Fuel Efficiency – Premium vs. Regular
In AAA testing of six different vehicles, five of the six had some measurable improvement in miles per gallon. One actually declined by 1%. If premium fuel was the same price as regular, clearly it would be worth using, but since it costs 25% more, seeking a slight gain of 1 to 5% in fuel efficiency is just bad economics. Note the allure here for automakers, however. It must be very tempting to rate vehicles using premium to eek out a slight improvement in fuel economy for overall Corporate Average Fuel Economy ratings and for advertisements.
Our top of the page image is a chart showing three of the country’s most popular family vehicles. The Malibu, Accord, and Sonata are all in the same vehicle category and all three have the same style engines. Each earns the same Combined MPG rating. However, the Malibu comes with a recommendation from GM that premium fuel be used. Down in the fine print, we have highlighted the annual fuel cost to operate the Malibu on premium versus the two very similar cars which use regular. Each year, the Malibu owner will pay $300 more for fuel. Over ten years, the Malibu will cost its owner $3,000 more, about ten percent of the cost of the vehicle. This is the real world cost of premium fuel to consumers in today’s fuel prices as calculated by the EPA.
Power Ratings – Premium vs. Regular
If premium fuel offered some significant power advantages it could be argued that it is worth the cost, but the AAA study also measured power with and without premium. The results showed an average power benefit of premium of just 1.4%. In a car like the Malibu, Accord, or Sonata, that equates to about 3 horsepower more than the approximately 250 HP they already have. In a real-world scenario, that difference is unnoticeable.
Don’t take our word for it, Consumer Reports did back to back performance testing of two mainstream cars that recommended premium. The resulting report is titled “Don’t Bother.” The vehicles sounded and felt the same, and 0-60 MPH times were identical with both fuels.
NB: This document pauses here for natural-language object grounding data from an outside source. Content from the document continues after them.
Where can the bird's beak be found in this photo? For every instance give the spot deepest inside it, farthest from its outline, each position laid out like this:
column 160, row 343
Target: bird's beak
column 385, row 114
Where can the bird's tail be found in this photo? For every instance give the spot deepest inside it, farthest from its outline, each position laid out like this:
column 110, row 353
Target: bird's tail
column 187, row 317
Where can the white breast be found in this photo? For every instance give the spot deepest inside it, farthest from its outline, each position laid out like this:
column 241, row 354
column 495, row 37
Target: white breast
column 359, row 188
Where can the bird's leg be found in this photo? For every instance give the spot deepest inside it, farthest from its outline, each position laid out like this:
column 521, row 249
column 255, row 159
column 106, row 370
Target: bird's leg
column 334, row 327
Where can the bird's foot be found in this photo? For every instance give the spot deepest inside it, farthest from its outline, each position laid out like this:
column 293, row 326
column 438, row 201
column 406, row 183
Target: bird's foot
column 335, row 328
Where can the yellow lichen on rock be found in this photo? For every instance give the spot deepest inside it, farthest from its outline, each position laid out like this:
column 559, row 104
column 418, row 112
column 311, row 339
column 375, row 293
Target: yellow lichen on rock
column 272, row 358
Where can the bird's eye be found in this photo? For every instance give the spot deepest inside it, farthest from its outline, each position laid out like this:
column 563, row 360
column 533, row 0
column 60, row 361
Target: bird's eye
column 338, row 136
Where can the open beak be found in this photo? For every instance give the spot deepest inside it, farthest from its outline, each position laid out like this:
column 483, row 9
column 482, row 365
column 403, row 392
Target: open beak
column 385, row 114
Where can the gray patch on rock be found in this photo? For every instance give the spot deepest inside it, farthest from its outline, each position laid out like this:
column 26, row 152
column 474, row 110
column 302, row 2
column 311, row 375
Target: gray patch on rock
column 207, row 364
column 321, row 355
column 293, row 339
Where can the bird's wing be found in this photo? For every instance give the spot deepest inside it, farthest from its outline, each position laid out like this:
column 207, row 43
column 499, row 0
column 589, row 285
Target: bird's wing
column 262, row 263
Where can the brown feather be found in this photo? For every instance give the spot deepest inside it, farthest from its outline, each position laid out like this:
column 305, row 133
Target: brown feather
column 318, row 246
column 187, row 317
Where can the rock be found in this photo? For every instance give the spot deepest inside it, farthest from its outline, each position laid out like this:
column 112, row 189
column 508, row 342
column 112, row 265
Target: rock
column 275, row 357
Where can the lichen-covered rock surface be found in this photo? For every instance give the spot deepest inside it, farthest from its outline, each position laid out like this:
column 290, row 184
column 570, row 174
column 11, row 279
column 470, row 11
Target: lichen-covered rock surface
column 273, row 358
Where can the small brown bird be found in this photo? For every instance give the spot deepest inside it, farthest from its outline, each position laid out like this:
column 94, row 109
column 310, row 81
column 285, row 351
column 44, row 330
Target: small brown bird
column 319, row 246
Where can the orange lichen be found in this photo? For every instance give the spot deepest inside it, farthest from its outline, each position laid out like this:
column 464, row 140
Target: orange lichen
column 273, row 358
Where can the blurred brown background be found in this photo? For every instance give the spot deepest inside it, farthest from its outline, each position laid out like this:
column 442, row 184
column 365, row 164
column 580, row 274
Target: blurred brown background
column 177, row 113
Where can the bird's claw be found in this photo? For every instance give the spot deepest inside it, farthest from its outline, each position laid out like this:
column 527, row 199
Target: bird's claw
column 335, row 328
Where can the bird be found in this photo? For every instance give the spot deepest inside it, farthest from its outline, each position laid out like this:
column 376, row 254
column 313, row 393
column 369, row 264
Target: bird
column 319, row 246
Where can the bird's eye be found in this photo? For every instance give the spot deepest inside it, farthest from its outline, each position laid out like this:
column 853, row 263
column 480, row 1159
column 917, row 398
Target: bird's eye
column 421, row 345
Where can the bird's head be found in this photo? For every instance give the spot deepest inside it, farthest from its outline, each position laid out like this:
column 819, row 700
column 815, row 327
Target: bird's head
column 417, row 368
Premium vs. Regular – Detergents
Standing at the pump, we are bombarded with advertisements warning us that only the premium grades will protect our engines. There are even images showing gunked up engines that ran on “other fuels” versus nice clean and shiny parts exposed only to that brand’s premium. The problem is, all motor fuels used in America meet the minimum detergent levels required to keep your engine operating properly. And your automaker’s service department is also going to add high doses of fuel system cleaning solutions periodically to help keep the parts inside operating as they should. The Top Tier fuels, those brands we all know by name, even go so far as to promise that all of their grades meet their self-imposed high standards.
The Rare Exceptions
In ultra-high performance vehicles like supercharged Corvettes and twin-turbo track beasts from Europe, small percentage increases in power can and do add up to a performance edge owners and racers will want. When given the chance to create an engine that REQUIRES premium fuel, automakers can maximize the tuning to make the most of the fuel. If you own one of these rare vehicles, you already know that using premium is the smart move. However, if you have a more mainstream vehicle and are using premium, it may be time to step back and ask yourself what you could do with an extra three hundred bucks at Christmas time each year.